Performance analysis of server-parsed PreparedStatements ...

From: James Robinson <jlrobins(at)socialserve(dot)com>
To: pgsql-jdbc(at)postgresql(dot)org
Subject: Performance analysis of server-parsed PreparedStatements ...
Date: 2004-04-16 18:26:47
Message-ID: 9F1FF8C6-8FD3-11D8-9377-000A9566A412@socialserve.com
Views: Raw Message | Whole Thread | Download mbox | Resend email
Thread:
Lists: pgsql-jdbc

I began doing various benchmarks with JBoss 3.2.3 maintaining a pool of
prepared statements on postgres 7.4.2, with a few hacks to the JDBC
driver to ultimately get performance higher than without any pooled
prepared statements or server-side preparation.

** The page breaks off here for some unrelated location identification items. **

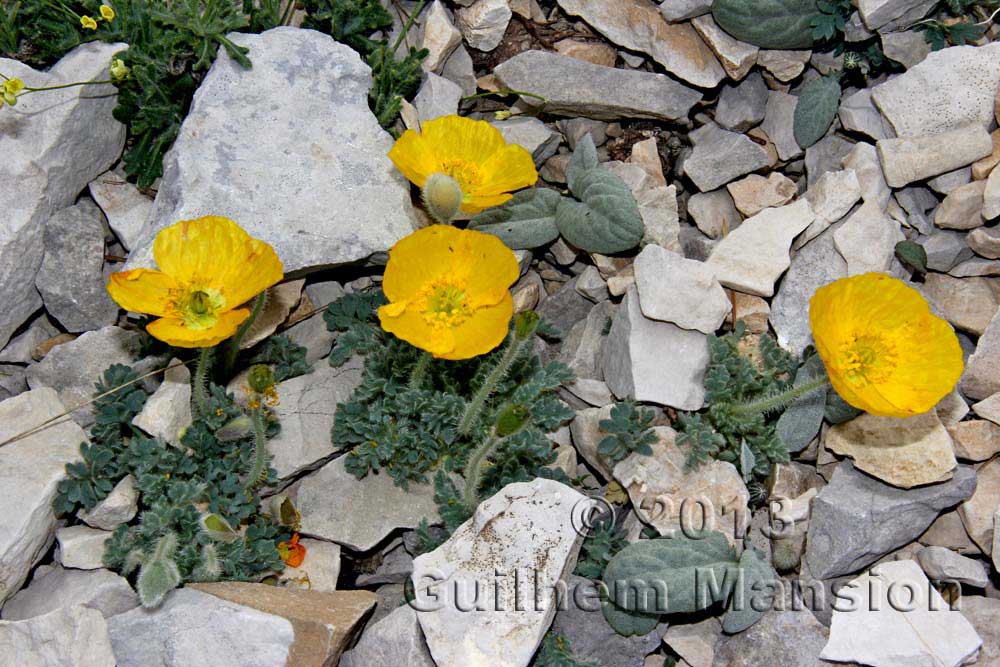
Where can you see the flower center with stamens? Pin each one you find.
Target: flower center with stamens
(443, 304)
(867, 359)
(199, 308)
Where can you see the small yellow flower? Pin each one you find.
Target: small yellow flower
(209, 267)
(884, 351)
(448, 291)
(473, 152)
(118, 69)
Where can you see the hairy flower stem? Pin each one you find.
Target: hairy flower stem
(474, 471)
(779, 400)
(233, 350)
(515, 346)
(200, 391)
(419, 371)
(258, 473)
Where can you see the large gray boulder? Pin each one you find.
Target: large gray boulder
(53, 143)
(290, 151)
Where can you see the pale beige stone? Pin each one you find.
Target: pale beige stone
(976, 439)
(977, 512)
(903, 452)
(666, 493)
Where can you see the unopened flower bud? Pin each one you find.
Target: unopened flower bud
(442, 197)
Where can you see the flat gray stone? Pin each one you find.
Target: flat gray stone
(30, 471)
(53, 587)
(306, 409)
(72, 368)
(924, 100)
(321, 190)
(741, 106)
(70, 278)
(39, 138)
(654, 361)
(856, 519)
(68, 637)
(721, 156)
(816, 264)
(576, 88)
(359, 513)
(195, 628)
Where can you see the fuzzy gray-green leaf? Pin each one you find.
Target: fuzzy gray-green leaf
(801, 421)
(528, 220)
(673, 575)
(815, 110)
(769, 24)
(606, 219)
(745, 604)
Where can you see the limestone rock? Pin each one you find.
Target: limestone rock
(82, 547)
(30, 471)
(906, 452)
(923, 99)
(306, 409)
(327, 200)
(879, 629)
(982, 370)
(663, 489)
(323, 623)
(977, 512)
(68, 637)
(168, 411)
(576, 88)
(654, 361)
(524, 527)
(39, 137)
(856, 519)
(484, 22)
(721, 156)
(754, 193)
(53, 587)
(678, 290)
(637, 25)
(753, 256)
(359, 513)
(118, 507)
(70, 278)
(72, 368)
(867, 240)
(394, 640)
(195, 628)
(909, 159)
(123, 205)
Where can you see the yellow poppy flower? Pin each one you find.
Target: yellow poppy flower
(473, 152)
(209, 267)
(884, 351)
(448, 291)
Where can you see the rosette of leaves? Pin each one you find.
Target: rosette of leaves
(601, 216)
(750, 442)
(197, 519)
(412, 433)
(769, 24)
(650, 578)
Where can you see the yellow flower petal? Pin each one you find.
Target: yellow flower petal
(173, 331)
(883, 349)
(216, 252)
(143, 291)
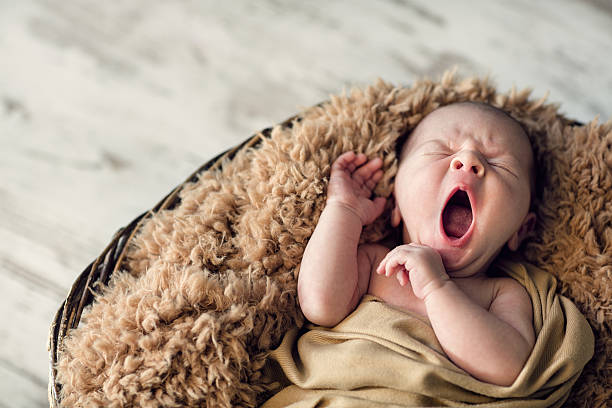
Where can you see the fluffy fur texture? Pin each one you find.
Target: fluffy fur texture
(210, 286)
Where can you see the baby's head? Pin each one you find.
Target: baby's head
(464, 185)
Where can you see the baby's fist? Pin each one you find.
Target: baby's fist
(418, 264)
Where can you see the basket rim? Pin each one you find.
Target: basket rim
(100, 270)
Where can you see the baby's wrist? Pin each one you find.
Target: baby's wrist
(435, 287)
(336, 205)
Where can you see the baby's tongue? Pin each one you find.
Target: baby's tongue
(457, 220)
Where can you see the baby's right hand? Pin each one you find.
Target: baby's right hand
(351, 182)
(418, 264)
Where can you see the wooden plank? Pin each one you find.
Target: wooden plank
(19, 388)
(28, 307)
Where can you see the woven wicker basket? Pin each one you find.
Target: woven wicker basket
(110, 260)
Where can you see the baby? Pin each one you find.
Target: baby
(462, 192)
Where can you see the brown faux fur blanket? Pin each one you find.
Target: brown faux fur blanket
(210, 286)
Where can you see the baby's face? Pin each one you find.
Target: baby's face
(463, 186)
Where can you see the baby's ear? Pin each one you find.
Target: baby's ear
(524, 230)
(396, 216)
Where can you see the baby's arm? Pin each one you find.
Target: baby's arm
(492, 345)
(335, 271)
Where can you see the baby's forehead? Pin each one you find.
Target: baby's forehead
(493, 127)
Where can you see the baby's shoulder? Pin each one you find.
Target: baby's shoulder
(507, 293)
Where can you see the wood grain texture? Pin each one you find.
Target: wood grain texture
(106, 106)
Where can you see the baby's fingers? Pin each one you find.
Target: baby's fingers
(349, 161)
(390, 265)
(369, 174)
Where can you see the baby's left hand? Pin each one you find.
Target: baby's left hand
(418, 264)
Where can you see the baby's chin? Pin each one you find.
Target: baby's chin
(460, 264)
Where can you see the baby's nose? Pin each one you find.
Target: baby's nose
(468, 161)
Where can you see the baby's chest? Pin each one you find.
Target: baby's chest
(389, 290)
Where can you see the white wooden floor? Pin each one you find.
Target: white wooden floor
(106, 106)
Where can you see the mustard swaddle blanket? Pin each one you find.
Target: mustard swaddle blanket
(382, 356)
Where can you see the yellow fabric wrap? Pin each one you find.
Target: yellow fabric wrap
(382, 356)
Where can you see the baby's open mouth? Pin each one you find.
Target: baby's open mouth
(457, 215)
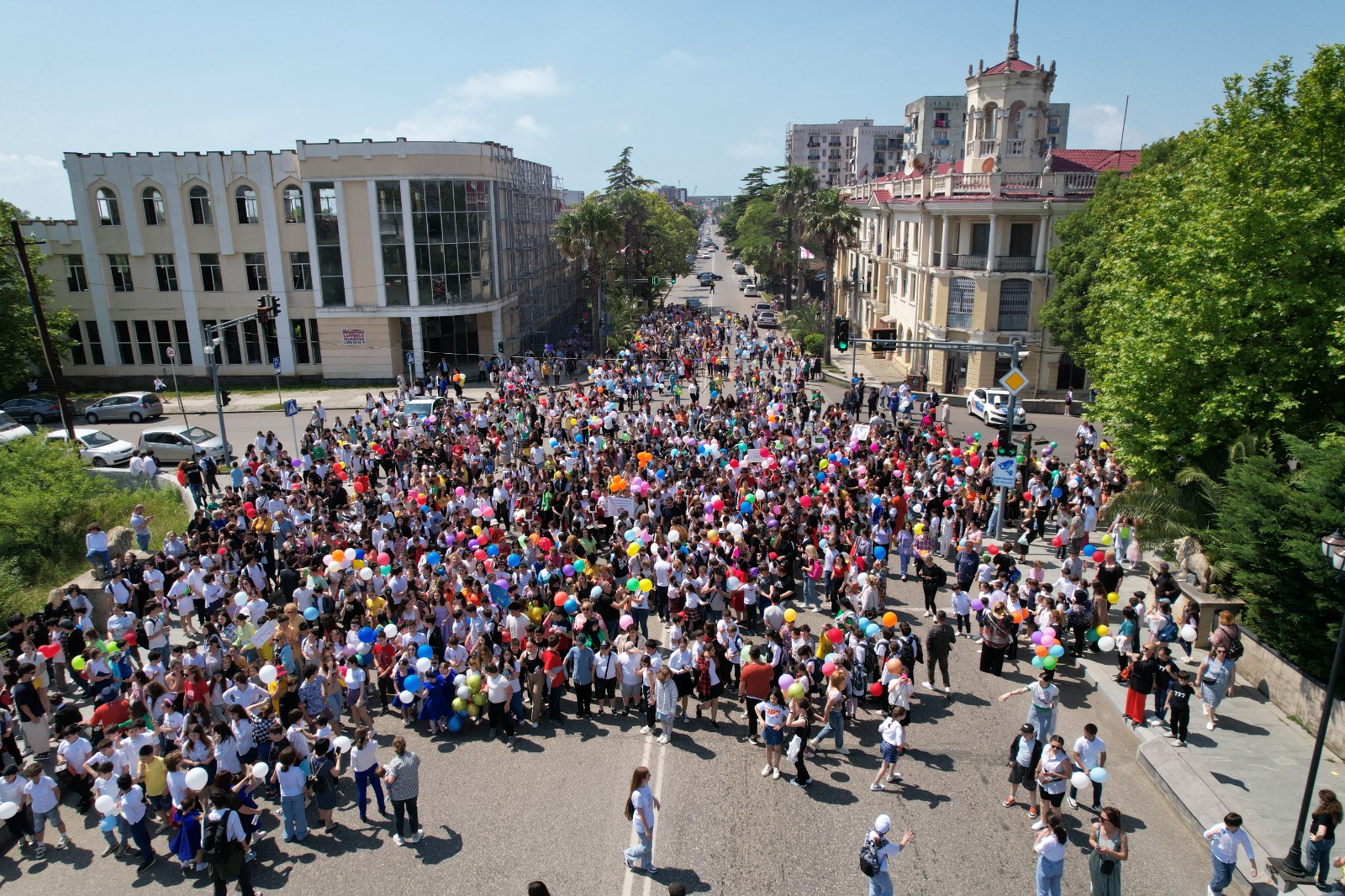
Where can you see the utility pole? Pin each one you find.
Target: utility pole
(47, 349)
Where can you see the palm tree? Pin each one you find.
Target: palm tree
(791, 194)
(587, 235)
(833, 224)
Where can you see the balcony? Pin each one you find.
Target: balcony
(1015, 262)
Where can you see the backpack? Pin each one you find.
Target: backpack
(214, 840)
(869, 860)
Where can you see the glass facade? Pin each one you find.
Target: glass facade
(452, 233)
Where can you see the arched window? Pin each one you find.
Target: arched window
(248, 208)
(199, 201)
(1015, 303)
(154, 202)
(293, 201)
(962, 302)
(109, 214)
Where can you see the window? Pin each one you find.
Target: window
(299, 340)
(962, 302)
(1020, 240)
(300, 272)
(293, 199)
(76, 277)
(120, 273)
(199, 201)
(124, 342)
(256, 266)
(77, 354)
(109, 214)
(212, 279)
(252, 342)
(327, 229)
(179, 329)
(143, 342)
(94, 343)
(166, 272)
(154, 202)
(1015, 303)
(246, 201)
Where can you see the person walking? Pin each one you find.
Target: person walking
(403, 779)
(1110, 849)
(1051, 858)
(1226, 838)
(881, 849)
(641, 804)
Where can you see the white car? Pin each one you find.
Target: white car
(98, 447)
(992, 405)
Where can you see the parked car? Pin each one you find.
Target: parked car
(179, 441)
(11, 428)
(125, 405)
(98, 447)
(34, 409)
(992, 405)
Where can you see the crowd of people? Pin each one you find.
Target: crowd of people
(497, 567)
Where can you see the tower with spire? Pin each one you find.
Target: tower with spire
(1009, 112)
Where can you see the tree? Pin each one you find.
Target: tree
(1271, 519)
(588, 235)
(829, 219)
(791, 195)
(20, 346)
(1217, 309)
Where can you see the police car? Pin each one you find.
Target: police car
(992, 405)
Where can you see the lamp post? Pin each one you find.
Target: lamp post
(1291, 867)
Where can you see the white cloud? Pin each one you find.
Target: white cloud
(468, 111)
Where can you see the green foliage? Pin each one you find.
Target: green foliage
(20, 349)
(1270, 524)
(1216, 307)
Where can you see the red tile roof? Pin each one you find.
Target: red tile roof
(1094, 159)
(1010, 65)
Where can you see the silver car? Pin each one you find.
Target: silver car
(174, 443)
(125, 405)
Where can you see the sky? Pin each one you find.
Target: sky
(703, 91)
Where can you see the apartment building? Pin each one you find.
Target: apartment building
(383, 256)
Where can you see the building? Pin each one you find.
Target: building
(849, 152)
(377, 250)
(957, 250)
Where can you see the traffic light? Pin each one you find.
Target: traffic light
(841, 334)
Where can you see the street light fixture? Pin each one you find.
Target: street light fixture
(1291, 867)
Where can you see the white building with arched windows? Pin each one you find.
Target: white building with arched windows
(377, 250)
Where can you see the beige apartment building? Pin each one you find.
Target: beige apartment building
(382, 255)
(957, 250)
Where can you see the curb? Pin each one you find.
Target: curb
(1185, 788)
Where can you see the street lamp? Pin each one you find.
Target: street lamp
(1291, 867)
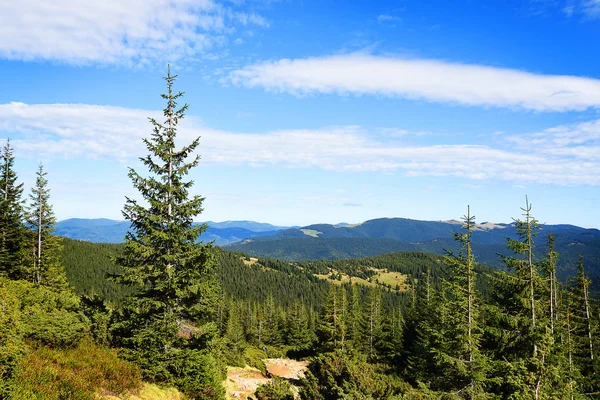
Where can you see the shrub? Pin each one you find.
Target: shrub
(11, 344)
(77, 373)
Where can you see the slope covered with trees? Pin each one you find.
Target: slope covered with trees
(177, 311)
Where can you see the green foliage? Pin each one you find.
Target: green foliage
(88, 264)
(78, 373)
(11, 336)
(44, 266)
(276, 389)
(340, 375)
(172, 275)
(12, 231)
(48, 316)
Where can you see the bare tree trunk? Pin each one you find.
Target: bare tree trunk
(531, 269)
(587, 317)
(39, 235)
(569, 347)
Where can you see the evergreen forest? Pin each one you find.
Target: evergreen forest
(169, 311)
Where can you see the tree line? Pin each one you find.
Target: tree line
(179, 311)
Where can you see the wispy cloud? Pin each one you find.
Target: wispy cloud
(388, 18)
(577, 141)
(592, 8)
(126, 32)
(75, 130)
(438, 81)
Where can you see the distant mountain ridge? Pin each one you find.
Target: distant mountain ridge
(102, 230)
(383, 235)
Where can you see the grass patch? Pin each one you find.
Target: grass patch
(311, 232)
(79, 373)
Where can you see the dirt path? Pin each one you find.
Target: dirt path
(289, 369)
(242, 382)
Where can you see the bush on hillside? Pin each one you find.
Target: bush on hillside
(78, 373)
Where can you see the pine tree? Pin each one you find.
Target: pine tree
(45, 267)
(584, 330)
(298, 337)
(173, 273)
(329, 332)
(12, 231)
(519, 331)
(372, 324)
(462, 360)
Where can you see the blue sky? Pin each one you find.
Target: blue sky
(314, 111)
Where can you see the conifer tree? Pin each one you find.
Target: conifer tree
(298, 335)
(520, 328)
(12, 231)
(372, 324)
(173, 273)
(463, 363)
(583, 331)
(45, 267)
(329, 331)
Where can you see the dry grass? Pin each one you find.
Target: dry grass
(381, 277)
(150, 392)
(311, 232)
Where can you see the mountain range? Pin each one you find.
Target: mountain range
(373, 237)
(104, 230)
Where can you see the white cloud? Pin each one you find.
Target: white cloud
(76, 130)
(439, 81)
(388, 18)
(578, 141)
(132, 32)
(592, 8)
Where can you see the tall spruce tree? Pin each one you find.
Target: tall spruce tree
(174, 274)
(45, 267)
(463, 362)
(519, 330)
(12, 231)
(584, 329)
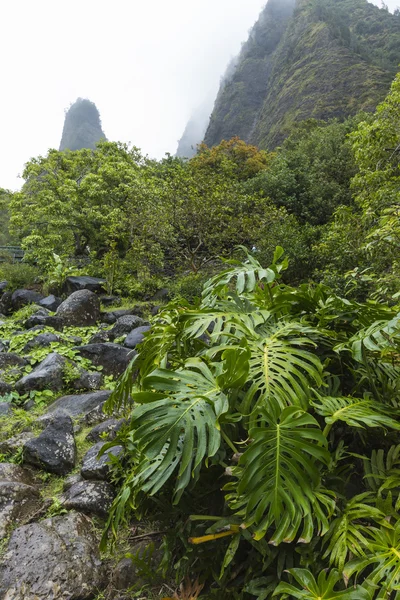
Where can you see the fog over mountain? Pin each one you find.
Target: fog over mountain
(147, 66)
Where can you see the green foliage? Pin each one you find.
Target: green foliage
(19, 275)
(283, 391)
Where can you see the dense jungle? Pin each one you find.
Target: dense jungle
(200, 357)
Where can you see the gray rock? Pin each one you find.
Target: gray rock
(10, 359)
(21, 298)
(95, 467)
(81, 308)
(100, 337)
(5, 388)
(92, 497)
(14, 443)
(55, 559)
(18, 502)
(41, 341)
(88, 381)
(109, 300)
(13, 472)
(125, 325)
(43, 321)
(84, 282)
(79, 404)
(108, 429)
(5, 303)
(5, 408)
(54, 450)
(113, 358)
(47, 375)
(136, 336)
(50, 302)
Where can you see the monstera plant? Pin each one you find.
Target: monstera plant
(290, 398)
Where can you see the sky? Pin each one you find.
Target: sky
(146, 64)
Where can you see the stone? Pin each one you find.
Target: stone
(55, 559)
(43, 321)
(106, 430)
(54, 450)
(23, 297)
(84, 282)
(95, 467)
(100, 337)
(47, 375)
(5, 408)
(41, 341)
(5, 388)
(82, 308)
(109, 300)
(5, 303)
(19, 498)
(16, 442)
(10, 359)
(13, 472)
(113, 358)
(50, 302)
(88, 381)
(125, 325)
(92, 497)
(75, 405)
(136, 336)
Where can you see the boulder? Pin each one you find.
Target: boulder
(44, 321)
(78, 404)
(106, 430)
(16, 442)
(50, 302)
(100, 337)
(91, 497)
(41, 341)
(55, 559)
(87, 381)
(21, 298)
(54, 450)
(95, 467)
(113, 358)
(109, 300)
(10, 359)
(83, 282)
(5, 303)
(5, 408)
(5, 388)
(47, 375)
(124, 325)
(136, 336)
(19, 498)
(81, 308)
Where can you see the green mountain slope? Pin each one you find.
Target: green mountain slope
(82, 126)
(306, 59)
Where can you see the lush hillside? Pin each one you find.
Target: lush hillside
(82, 126)
(318, 59)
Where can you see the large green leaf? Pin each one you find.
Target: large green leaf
(279, 474)
(176, 425)
(320, 589)
(348, 532)
(356, 412)
(382, 556)
(280, 368)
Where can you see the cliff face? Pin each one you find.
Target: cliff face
(82, 126)
(306, 59)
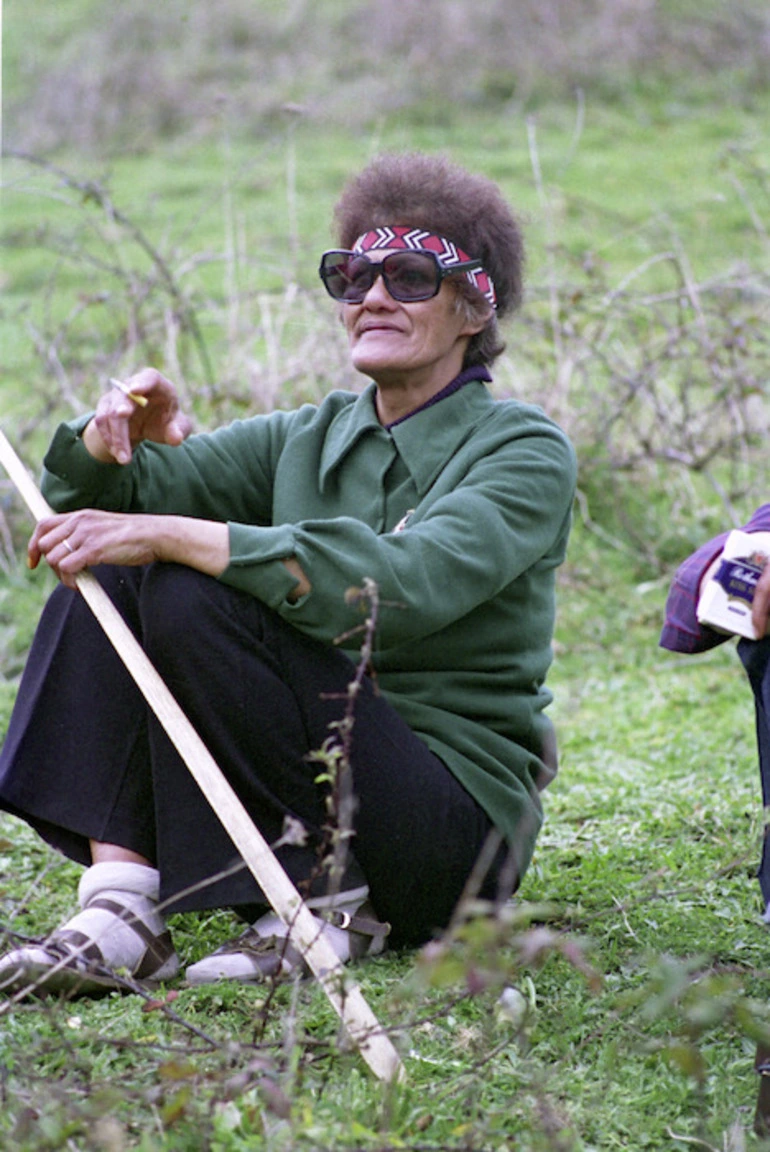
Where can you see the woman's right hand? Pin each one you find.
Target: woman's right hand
(120, 423)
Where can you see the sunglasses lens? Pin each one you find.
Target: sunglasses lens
(347, 277)
(410, 275)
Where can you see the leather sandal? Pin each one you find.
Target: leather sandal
(69, 962)
(264, 952)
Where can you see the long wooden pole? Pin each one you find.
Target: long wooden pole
(285, 900)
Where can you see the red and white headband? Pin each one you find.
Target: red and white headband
(417, 240)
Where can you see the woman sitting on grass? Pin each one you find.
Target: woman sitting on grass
(229, 553)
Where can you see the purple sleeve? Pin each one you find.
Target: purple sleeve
(681, 630)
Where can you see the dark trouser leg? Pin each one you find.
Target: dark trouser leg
(257, 692)
(755, 656)
(75, 759)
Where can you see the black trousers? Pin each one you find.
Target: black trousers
(84, 757)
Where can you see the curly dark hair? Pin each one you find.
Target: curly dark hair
(417, 190)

Things learned from
this endeavor should be of users of JBoss + PG, the JDBC driver
implementors, and backend coders.

The benchmarking was done with a subset of our EJB app's regression
test suite.

All JDBC hacks were done in AbstractJdbc1Statement.

Hacks:

1) Our primary keys are almost exclusively int8s. Tom's cross-integral
index operator fix for 7.5 would reduce the count of local hacks in the
JDBC driver to pull this off. Those hacks involve explicitly tacking on
'::INT8' to the value string in setLong(int, long) and setObject(int,
Object, int, int)'s "CASE Types.BIGINT" clause. Without this you get
the horse-beaten-to-death issue of sequential scan instead of index
scan for non-server prepared queries problem.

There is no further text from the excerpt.